What is it about Valentine’s Day that makes some people call off relationships? It is not just the quick Christmas – New Year winter loneliness triggered coming together that gets called off with the early signs of spring. It is even relationships that have stood for years that often get broken up on this day. Has Valentine’s Day become some sort of a day of testing of one’s feelings for another person? Does the heightened, focus on love, in all its colours, flavours and sizes make one check in for the authenticity of their emotions towards their beloved? Is it harder to lie to oneself about what one feels towards someone when it is blown up extra large and one can’t ignore the superficiality of those feelings?

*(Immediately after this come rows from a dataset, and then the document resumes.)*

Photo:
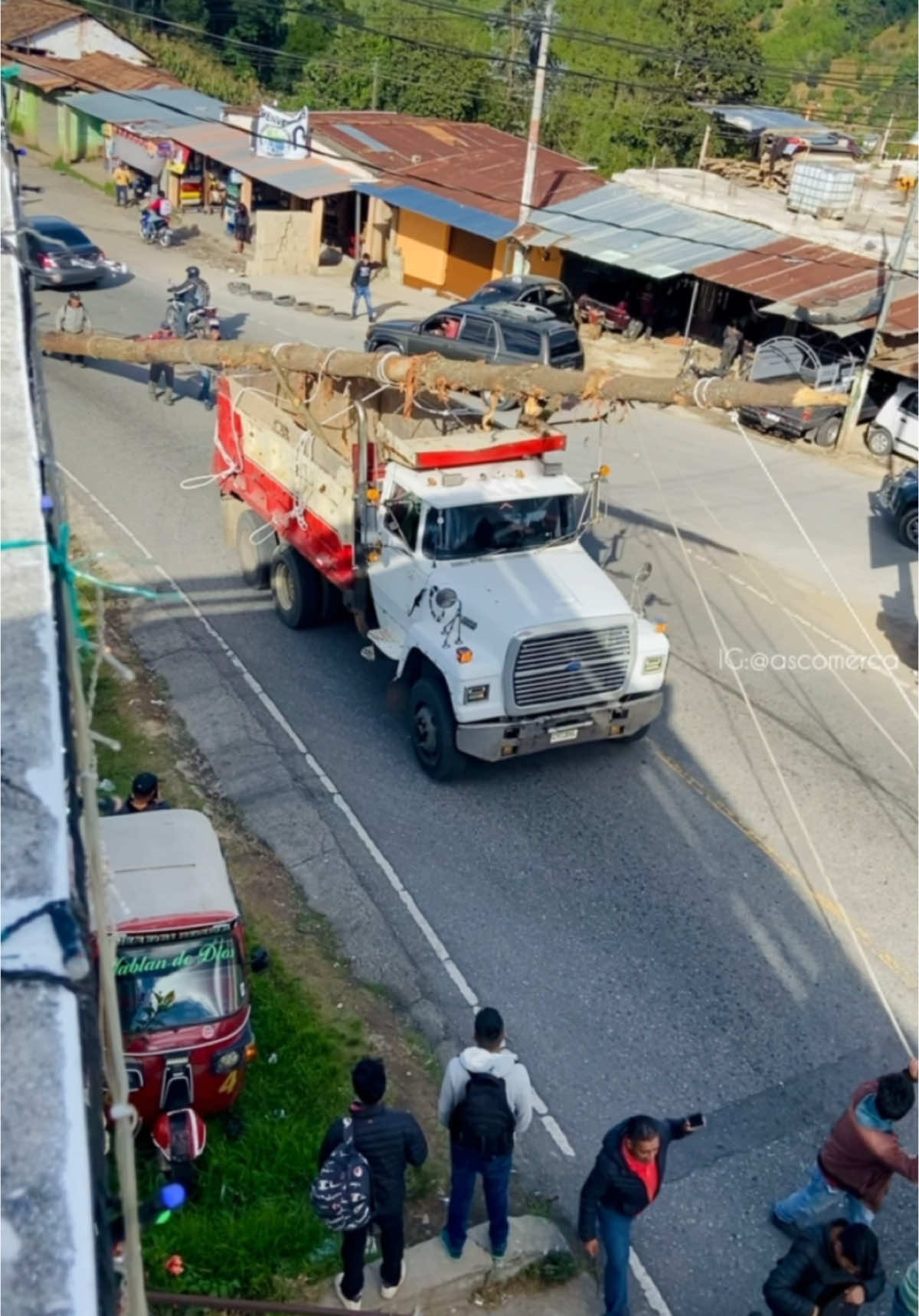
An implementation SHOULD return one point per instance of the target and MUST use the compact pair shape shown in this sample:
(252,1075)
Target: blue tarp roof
(436,207)
(620,225)
(159,107)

So many of us are in love with the idea of relationships, of being a ‘we’ and ‘us’ together, of finally not being alone that we might take up a relationship just because it allows us the temporary relief of not being lonesome, of belonging with someone, of being seen as ‘taken.’ These seem such beautiful phases in life and we want so badly to feel those emotions that we take up relationships that aren’t really soul-satisfying. We might even make do with such connections, feeling satisfied that at least there is this much and it is better than nothing.

When we are really pulled into looking at our relationship by the social magnification that happens on days like Valentine’s Day, we have no choice but to take a deep, hard look at ourselves. It becomes really hard to deny our truth if we aren’t really in love, just as much as it is if we are and if we need to break up to give ourselves freedom to get to real love, so be it.

The author is a counsellor with InnerSight.